How did cycling start for you?

IS: “Cycling was introduced to me when I was very, very young. The whole family would head off into the north of Scotland or even France and Germany on our tandem or our triplet. We would cycle tour and camp in different places, so cycling was very much ingrained in my childhood.

“It was a very natural process for me to go from it being a family hobby to me then pursuing it a little bit more seriously. That initially was just racing on the weekends, heading down to the nationals all around the UK and just having fun, then realising that I was quite good at it.

“And I've ended up not needing to look for another job. It’s a huge privilege to be able to do it as a job.”

How important has Scottish Cycling been?

IS: “I think Scottish Cycling did a really good job of creating opportunities for young riders and it's done in a really inclusive way. I think that’s a big reason why we have so much success as Scottish mountain bikers because there was such a nice balance. There was no pressure when we were younger, it was very much, ‘this is what bike racing is like abroad, let’s go and experience it.’ That was amazing for us as youngsters.”

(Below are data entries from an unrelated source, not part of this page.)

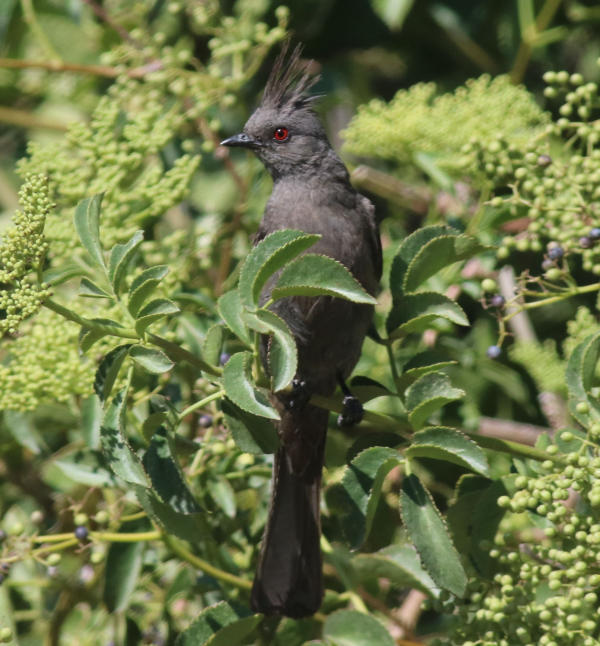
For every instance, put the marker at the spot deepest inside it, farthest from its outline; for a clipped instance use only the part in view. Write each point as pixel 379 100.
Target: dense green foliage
pixel 135 423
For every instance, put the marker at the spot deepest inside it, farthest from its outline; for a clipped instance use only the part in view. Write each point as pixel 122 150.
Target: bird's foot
pixel 299 396
pixel 352 411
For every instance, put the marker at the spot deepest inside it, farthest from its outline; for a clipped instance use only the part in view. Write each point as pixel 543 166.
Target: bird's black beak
pixel 241 141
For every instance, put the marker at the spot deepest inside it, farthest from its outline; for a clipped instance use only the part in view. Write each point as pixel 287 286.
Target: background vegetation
pixel 134 435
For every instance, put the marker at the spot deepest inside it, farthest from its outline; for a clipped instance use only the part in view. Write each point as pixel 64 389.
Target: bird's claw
pixel 352 411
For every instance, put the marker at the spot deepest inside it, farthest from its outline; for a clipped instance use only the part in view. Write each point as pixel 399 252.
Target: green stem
pixel 200 404
pixel 113 330
pixel 133 537
pixel 526 47
pixel 203 565
pixel 512 448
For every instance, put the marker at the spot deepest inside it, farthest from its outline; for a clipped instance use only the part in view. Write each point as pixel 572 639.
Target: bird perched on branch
pixel 311 193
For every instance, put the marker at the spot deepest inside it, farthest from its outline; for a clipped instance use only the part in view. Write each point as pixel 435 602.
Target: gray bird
pixel 311 193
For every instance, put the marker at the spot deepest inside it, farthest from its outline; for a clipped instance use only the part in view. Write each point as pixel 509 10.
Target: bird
pixel 312 193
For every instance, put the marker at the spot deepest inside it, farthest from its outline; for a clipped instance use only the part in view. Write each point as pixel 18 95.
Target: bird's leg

“Me and Cameron Mason have a very similar trajectory in that we never won when we were kids. We were both little and it's taken both of us a long time to show that success, and obviously we love to race because we weren't winning when we were younger, if we just wanted to win, if we had that pressure to win, then we wouldn't have kept going.

“Paul Newnham in particular, he's the mountain bike coach in Scottish Cycling and he does a very good job of creating weekends with Scottish kids and not just honing in on ‘this person could be a future world champion.’ It was just a really nice environment to be in.”

The Gralloch is your first UCI gravel race, why do it?

IS: “A few reasons. Duke's Weekender is is the only gravel event I've ever done and I really loved it. There was no pressure for me because my job is not to win gravel races, I love to race and sometimes the pressure that comes with it being my job can kind of overshadow the enjoyment.

“This year I really wanted to make sure that I added in some races that allowed me to just race because I love to race and that's why I've added The Gralloch because it's just gonna be an amazing event. The first ever gravel UCI event in the UK, it's in Scotland.

“And I know I'm just gonna have a really great weekend. It's gonna be a nice reminder about why I race bikes and yeah, just something different. It's all just a bike race and the more different races and different bikes I can race on then the better.”